Len Watson

Personal information
- Full name: Leonard Frank Watson
- Born: 11 October 1927 Dunedin, Otago, New Zealand
- Died: 5 August 2013 (aged 85) Dunedin, Otago, New Zealand
- Batting: Right-handed
- Bowling: Right-arm off spin
- Role: Batsman
- Relations: Eric Watson (brother)

Domestic team information
- 1953/54: Otago
- Source: CricInfo, 27 May 2016

= Len Watson =

New Zealand cricketer (1927–2013)

Leonard Frank "Len" Watson (11 October 1927 - 5 August 2013) was a New Zealand cricketer. He played three first-class matches for Otago during the 1953–54 season.

Watson was born at Dunedin in 1927 and educated at High Street School in the city. He played club cricket for the Albion club in the city as a right-handed batsman. He was selected for Otago age-group sides as early as 1945, but played only three times for the senior representative side, appearing in the first three of Otago's Plunket Shield matches during the 1953–54 season.

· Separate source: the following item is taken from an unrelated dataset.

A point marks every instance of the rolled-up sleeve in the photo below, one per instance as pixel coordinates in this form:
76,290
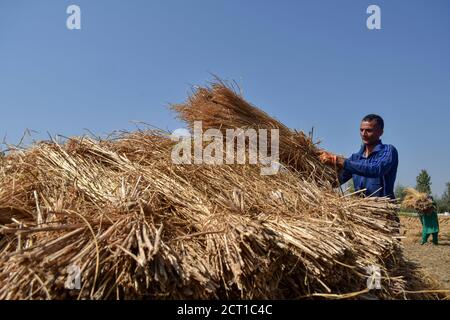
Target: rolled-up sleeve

A batsman who was known for his "solid defence" and who was difficult to get out, Watson opened the batting in each of his Shield matches. He scored a total of 96 runs, with a highest score of 22 made against Central Districts in his final match. In each match he played alongside his older brother Eric, Len opening the batting and Eric batting third in the Otago order.

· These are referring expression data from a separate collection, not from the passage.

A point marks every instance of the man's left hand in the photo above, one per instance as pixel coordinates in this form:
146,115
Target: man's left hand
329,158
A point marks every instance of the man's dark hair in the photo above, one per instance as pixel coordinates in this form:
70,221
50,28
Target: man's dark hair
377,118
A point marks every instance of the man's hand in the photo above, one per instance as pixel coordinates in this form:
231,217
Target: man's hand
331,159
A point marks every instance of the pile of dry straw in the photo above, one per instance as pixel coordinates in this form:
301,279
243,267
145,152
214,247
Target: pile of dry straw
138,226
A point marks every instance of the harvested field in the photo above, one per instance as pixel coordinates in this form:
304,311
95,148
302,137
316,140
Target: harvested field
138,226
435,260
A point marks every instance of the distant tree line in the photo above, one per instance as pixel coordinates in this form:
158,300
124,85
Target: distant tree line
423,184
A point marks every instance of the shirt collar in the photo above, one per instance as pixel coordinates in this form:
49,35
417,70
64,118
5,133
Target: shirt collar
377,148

The brothers played together for Albion–along with two other brothers, Albie and Les–and in other Otago sides, including a match in January 1960 against the Canterbury B side in which they opened the batting together―Len making 51 and Eric 102, an innings which saw the older Watson called back in to the Otago side for the last of his 46 matches for the representative team. Despite a number of other good performances, including a century scored for an Otago XI against the touring Rockdale Kia Ora side from Australia in January 1957, Len was never recalled by Otago.

Watson died at Dunedin in 2013. He was aged 85. His cremated ashes were buried at Andersons Bay Cemetery.